At the High Table – sees the light on Tuesday
S.R. Pathiravithana

Cricket, scribe and analyst – Mahinda Wijesinghe has come out with his first attempt at hard cover presentation with his book, At the High Table. This book covers the Lankan cricket history since it joined the rest of the High Table Gang – England, Australia, West Indies, India, New Zealand, and Pakistan in 1982. Since they supported the re-admittance of South Africa and were partners in welcoming Bangladesh and Zimbabwe to the club.

The former Royal College and Bloomfield left arm spinner Wijesinghe talks about the Lankan achievements in the broader spectrum of cricket from 1982 to 2007.

In his book one of Mahinda’s main arguments goes on to state -- For a nation that has been in the international scene for a mere 25 years the number of records and achievements by Sri Lanka’s players are, to say the least, remarkable and unmatched by any other Test-playing nation during a like period.

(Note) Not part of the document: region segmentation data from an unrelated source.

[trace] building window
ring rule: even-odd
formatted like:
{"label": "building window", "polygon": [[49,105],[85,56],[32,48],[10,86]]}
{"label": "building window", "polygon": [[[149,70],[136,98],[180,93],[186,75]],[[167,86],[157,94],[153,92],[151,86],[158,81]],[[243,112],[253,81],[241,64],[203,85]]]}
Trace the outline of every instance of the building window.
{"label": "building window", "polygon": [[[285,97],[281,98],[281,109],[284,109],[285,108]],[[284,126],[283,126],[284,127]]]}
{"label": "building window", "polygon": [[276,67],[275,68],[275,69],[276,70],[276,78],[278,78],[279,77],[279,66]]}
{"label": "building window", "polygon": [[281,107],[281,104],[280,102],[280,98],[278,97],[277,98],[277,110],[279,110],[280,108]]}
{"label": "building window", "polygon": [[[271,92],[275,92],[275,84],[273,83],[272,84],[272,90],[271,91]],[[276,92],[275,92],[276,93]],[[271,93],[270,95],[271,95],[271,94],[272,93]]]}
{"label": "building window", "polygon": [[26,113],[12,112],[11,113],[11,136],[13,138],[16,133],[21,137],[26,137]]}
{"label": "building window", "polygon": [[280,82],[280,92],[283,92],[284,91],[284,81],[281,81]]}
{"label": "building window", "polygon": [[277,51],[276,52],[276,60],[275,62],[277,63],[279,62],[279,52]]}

New Zealand, for instance, took 26 years to win their first Test (Sri Lanka had won 50 Test matches in a like period), India dawdled for almost 20 years, while South Africa registered their first win after 17 years, whereas Sri Lanka won her first Test 3 years after playing the inaugural Test, and 11 years later silenced all detractors by winning the World Cup in the most convincing manner of all time also becoming semi-finalists in 2003 and runner-up in 2007, losing on both occasions to eventual champions, Australia.

Currently, Sri Lanka has the unique distinction of simultaneously holding records for the highest total in all forms of international cricket, namely Tests (952/6 decl., against India at the R. Premadasa Stadium in Colombo in 1997-98), ODI’s (443/9, against the Netherlands at Amstelveen in 2006) and in Twenty20 (260/6, against Kenya at Johannesburg in 2007-08); all of this within a mere 25 years of having first dipped her toes in the waters of the highly competitive international arena. Interestingly, Sanath

Jayasuriya top scored on all three occasions – 340 in the Test match, and 157 during the ODI, making it a hat-trick by pummelling 88 in the Twenty20 World Cup encounter. This is not all. Four different Sri Lankan batsmen have established two of the first three partnership records – and they are highest and the second highest partnerships to boot – in Test cricket. Australia is another nation that shares two records in this regard but then Bradman was involved in both of them! In a recent article by Englishman Tim de Lisle, leading cricket historian and editor Wisden Almanack (2003), assessed the overall strengths of all Test-playing nations by combing their current rankings in all three forms of the game, and found that Australia, as expected, was No.1 in the world, while Sri Lanka slotted in at No. 3. Establishing not less than 5 international records in the first-ever Twenty20 World Cup staged in 2007 must be ranked as a remarkable achievement as well.

At the same time you also can learn about his escapades with the ICC on the Third Umpire Concept, Webbing in Wicket-keeper’s gloves and the weight discrepancy which occurred in the junior cricket ball when the weight of the ball was converted from ounces to grams.

Besides this, the 123 page glossy informative effort contains some of his articles that he has contributed to various journals locally and internationally through the years.

I feel it is a must for a collector of cricket information or for that matter to all cricket lovers at large.
The book will be launched at the BMICH on Tuesday the 30th of September.